Les modernistes nous demanderont : de quelles "identités", de quelles "sociabilités" vous réclamez-vous ? Pour les identités, nous avons déjà tous des cartes c’est la loi et c’est déjà de trop ! Nationalismes de gauche ou de droite, systèmes ennemis mais frères dans l’exploitation du travail, démocraties plus ou moins autoritaires, totalitarismes plus ou mois autoritaires, tout cela n’est pas notre trip. Ce serait plutôt notre galère. Et les seules sociabilités qui nous intéressent sont celles qui naissent au sein d’une communauté de lutte, soudée par les mêmes intérêts sociaux. Pour le reste on a déjà donné !

 [1]

Nous n’écrivons pas dans le seul but de nous faire plaisir. Nous le faisons afin de mieux comprendre la société, ses contradictions, son devenir. Et pour interpeller ceux qui refusent de considérer l’inacceptable comme inévitable. Cela étant, nous savons que, à chaque fois que la société a été transformée en profondeur, ce fut grâce à la révolte de ceux et celles qui produisent et lui permettent par là de fonctionner : les seuls à détenir le pouvoir réel, à condition de le découvrir et de l’assumer. C’est donc à ceux qui sont à la base de la pyramide que nous nous adressons en priorité. Sans trop d’illusions, puisqu’il n’est point dans notre vocation de fabriquer des désillusions.

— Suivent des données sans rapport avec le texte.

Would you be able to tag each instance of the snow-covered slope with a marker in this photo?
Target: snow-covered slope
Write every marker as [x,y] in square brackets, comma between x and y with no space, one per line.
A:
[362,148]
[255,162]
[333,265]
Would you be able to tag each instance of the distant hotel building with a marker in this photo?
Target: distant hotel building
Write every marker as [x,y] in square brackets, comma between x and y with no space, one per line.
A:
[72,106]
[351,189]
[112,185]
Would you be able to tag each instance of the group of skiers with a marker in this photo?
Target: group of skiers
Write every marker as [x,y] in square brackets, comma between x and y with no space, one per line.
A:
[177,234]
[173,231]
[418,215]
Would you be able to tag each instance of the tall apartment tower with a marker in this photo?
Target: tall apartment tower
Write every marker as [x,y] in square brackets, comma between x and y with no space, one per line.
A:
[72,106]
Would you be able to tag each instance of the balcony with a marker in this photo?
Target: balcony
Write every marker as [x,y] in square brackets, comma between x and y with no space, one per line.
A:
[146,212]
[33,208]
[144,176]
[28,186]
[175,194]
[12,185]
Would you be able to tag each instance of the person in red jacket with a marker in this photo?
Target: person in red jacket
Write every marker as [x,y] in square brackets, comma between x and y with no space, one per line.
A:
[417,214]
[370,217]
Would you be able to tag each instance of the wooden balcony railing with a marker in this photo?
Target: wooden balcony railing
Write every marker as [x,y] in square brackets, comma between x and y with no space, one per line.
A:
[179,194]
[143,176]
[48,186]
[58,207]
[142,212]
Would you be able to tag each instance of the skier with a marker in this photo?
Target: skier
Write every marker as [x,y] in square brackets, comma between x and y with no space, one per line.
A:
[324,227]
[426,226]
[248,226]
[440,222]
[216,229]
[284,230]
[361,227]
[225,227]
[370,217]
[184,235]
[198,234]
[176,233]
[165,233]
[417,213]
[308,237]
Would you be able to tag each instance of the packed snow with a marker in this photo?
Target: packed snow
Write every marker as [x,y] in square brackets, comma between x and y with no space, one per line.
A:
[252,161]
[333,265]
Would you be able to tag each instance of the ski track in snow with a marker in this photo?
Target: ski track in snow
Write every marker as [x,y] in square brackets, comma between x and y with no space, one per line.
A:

Et le doute ?... N’aurions-nous que des doutes sur le monde qui nous entoure ou le monde à construire ? Non, nous n’avons pas cette modestie, vous en ferez vous-mêmes la constatation. Mais le doute est pour nous une invitation à la confrontation : aucune certitude n’est trop solide qui ne puisse être soumise à l’épreuve de la critique. En somme, vive le doute en tant qu’invitation à la discussion collective, à l’échange égalitaire.